By Kevin E. Noonan --
The economic and political realities (both at home and abroad) are beginning to be felt with regard to intellectual property protections for Western companies in poor and developing nations, as evidenced by changes to American trade policies announced recently (see "Worldwide Drug Pricing Regime in Chaos"). Specifically, the Bush administration has agreed with Congressional negotiators to reduce the extent to which the U.S. government uses its influence in international trade to encourage (some would say coerce) foreign governments to enforce patent protection for drugs protected by patents in their home countries.
The new agreement is limited at present to three CAFTA countries: Peru, Panama, and Columbia.

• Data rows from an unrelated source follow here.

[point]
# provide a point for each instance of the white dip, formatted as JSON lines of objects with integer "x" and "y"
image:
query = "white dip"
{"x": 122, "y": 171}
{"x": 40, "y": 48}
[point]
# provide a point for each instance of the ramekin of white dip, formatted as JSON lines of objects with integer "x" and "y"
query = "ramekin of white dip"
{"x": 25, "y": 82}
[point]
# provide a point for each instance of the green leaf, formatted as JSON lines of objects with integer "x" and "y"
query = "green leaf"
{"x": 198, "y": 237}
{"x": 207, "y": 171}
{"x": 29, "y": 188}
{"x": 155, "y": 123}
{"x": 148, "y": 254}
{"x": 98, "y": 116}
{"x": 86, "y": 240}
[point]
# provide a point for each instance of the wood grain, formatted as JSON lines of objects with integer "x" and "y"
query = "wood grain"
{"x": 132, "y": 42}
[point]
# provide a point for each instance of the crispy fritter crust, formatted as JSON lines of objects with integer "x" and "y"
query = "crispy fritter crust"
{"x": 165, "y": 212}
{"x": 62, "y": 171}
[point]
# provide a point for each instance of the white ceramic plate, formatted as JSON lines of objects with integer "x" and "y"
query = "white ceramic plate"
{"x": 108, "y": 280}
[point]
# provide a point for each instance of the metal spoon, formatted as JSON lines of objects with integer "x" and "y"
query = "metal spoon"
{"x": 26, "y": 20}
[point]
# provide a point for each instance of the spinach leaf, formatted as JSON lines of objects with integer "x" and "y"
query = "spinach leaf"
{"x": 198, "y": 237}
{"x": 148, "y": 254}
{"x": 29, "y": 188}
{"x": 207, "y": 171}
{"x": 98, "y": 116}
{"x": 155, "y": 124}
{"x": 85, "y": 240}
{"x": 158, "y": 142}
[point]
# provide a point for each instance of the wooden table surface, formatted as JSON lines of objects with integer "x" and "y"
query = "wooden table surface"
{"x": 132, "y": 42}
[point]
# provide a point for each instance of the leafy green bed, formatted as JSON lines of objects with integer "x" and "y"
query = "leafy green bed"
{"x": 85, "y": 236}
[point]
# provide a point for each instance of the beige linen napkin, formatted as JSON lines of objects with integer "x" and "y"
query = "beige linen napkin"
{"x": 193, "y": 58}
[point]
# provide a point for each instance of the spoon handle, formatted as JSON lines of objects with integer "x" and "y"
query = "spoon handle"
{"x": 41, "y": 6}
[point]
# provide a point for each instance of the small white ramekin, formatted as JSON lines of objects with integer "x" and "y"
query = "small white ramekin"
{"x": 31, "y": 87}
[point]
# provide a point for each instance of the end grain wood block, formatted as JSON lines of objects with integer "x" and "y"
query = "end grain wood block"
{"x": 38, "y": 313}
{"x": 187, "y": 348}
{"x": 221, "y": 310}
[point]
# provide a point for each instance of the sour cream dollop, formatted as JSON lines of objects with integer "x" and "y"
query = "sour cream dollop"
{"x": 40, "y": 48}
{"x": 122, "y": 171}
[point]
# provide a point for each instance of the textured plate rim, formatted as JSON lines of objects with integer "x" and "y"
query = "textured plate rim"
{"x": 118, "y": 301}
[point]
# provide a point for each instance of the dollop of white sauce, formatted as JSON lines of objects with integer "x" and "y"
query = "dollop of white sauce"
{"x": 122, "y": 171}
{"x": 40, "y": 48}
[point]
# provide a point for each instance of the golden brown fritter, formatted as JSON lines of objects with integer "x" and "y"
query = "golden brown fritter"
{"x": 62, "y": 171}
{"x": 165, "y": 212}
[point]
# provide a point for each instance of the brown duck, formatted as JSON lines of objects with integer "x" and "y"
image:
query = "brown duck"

However, industry experts are concerned that this is the beginning of a trend, as reported by Sarah Lueck in The Wall Street Journal today (see "In Trade Deal, a Shift on Generics"; full article only available to subscribers). Billy Tauzin (at left), president of the Pharmaceutical Research and Manufacturers of America (PhARMA), was quoted in The Journal as accusing the administration of "permit[ing] the weakening of intellectual-property protections in these agreements." Mr. Tauzin attributed this turn of events to the administration's desire to maintain continuing trade authority from the Democratic Congress, and being thus willing to capitulate to the less pharma-friendly environment existing since the November elections that swept the Democrats to their majority.
The changes in the administration's approach are subtle but meaningful. One is that the administration will leave to individual pharmaceutical companies the responsibility for preventing marketing of patent-infringing drug products in these countries. Another is loosening the requirement for countries to extend patent protection to make up for delays in regulatory approval (similar to the patent term extension provisions of the Hatch-Waxman Act, codified at 35 U.S.C. § 156, in the U.S.); now countries "may," not "shall," afford such patent term extensions.

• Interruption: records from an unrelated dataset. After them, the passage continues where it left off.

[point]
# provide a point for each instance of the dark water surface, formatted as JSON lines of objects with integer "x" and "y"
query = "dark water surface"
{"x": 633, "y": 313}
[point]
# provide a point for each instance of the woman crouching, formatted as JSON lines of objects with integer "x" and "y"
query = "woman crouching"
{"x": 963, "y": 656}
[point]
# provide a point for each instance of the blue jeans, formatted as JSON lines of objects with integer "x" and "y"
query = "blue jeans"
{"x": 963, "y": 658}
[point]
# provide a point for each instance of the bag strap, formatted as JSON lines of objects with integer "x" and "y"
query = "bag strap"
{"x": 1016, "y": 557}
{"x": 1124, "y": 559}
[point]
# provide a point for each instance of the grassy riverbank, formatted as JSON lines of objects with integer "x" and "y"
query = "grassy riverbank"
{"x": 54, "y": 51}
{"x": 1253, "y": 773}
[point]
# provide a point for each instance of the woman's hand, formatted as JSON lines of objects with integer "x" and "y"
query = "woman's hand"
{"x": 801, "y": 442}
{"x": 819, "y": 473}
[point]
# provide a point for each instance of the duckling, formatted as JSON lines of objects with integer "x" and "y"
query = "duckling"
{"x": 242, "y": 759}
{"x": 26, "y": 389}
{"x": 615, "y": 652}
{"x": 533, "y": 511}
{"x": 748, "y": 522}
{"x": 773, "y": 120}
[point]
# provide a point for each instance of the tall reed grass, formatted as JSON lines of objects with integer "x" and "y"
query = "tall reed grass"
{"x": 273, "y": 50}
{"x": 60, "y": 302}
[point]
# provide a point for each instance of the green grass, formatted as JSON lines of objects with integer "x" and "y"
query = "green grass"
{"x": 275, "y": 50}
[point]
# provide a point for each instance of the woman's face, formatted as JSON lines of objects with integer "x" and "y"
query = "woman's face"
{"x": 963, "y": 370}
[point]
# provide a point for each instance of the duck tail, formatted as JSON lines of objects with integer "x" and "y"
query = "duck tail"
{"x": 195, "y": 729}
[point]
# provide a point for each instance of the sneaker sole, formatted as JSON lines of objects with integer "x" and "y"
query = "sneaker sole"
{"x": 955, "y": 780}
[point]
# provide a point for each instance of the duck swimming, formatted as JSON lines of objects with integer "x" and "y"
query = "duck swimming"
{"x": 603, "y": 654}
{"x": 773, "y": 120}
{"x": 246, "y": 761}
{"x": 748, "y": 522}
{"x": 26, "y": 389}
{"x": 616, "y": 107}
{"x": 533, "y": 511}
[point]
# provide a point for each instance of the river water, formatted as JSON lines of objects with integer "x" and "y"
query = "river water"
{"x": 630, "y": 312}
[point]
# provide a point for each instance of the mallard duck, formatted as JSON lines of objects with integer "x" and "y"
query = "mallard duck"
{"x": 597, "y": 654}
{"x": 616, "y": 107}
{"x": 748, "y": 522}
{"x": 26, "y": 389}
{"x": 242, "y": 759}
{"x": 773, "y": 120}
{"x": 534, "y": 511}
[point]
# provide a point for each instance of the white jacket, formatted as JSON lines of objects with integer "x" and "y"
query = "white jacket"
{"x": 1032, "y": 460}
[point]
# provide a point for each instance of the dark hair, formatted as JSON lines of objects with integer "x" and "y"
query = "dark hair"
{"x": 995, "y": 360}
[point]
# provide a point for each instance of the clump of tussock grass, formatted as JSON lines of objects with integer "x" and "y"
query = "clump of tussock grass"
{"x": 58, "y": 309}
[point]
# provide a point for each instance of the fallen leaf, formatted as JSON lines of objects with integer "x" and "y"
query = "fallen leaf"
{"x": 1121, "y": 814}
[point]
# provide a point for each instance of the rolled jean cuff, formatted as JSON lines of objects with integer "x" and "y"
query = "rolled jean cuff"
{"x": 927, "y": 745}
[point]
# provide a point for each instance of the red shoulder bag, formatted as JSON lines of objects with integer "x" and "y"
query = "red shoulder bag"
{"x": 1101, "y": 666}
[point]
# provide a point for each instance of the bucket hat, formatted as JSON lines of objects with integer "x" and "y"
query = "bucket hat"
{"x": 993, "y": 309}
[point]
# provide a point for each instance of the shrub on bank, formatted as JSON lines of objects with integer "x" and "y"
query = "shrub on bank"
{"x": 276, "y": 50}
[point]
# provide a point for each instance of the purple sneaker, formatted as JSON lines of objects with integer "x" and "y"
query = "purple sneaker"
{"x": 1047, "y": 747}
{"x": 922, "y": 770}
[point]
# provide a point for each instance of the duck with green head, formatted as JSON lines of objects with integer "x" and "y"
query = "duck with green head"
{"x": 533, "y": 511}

These changes signal that the administration is willing to adopt as formal policy what it has practiced informally for years: accommodation to the realities that high drug prices are not sustainable in poor and developing countries. Indeed, attempts to do so have led to affirmative actions, both at the national and international level, that have reduced the extent of patent protection for Western pharmaceuticals (see "The Law of Unintended Consequences Arises in Applying TRIPS to Patent Drug Protection in Developing Countries"). These developments are applauded by groups in the U.S., such as the Center for Policy Analysis on Trade and Health (CPATH) in San Francisco, which opposes "high" drug prices in poor and developing countries as well as for the poor and senior citizens in the U.S. What neither these groups nor the administration have fully addressed is the balance that must be struck between providing affordable drugs to citizens and providing sufficient return on investment to fund the research, development, and regulatory vetting required to bring a new drug to market. Solutions to this problem will be much more difficult, but it is clear that a continued patchwork approach will ultimately be unsatisfactory for drug companies and consumers alike. Unfortunately, it is not likely that there will be the political will necessary to tackle these issues until after the current occupant of the White House leaves office.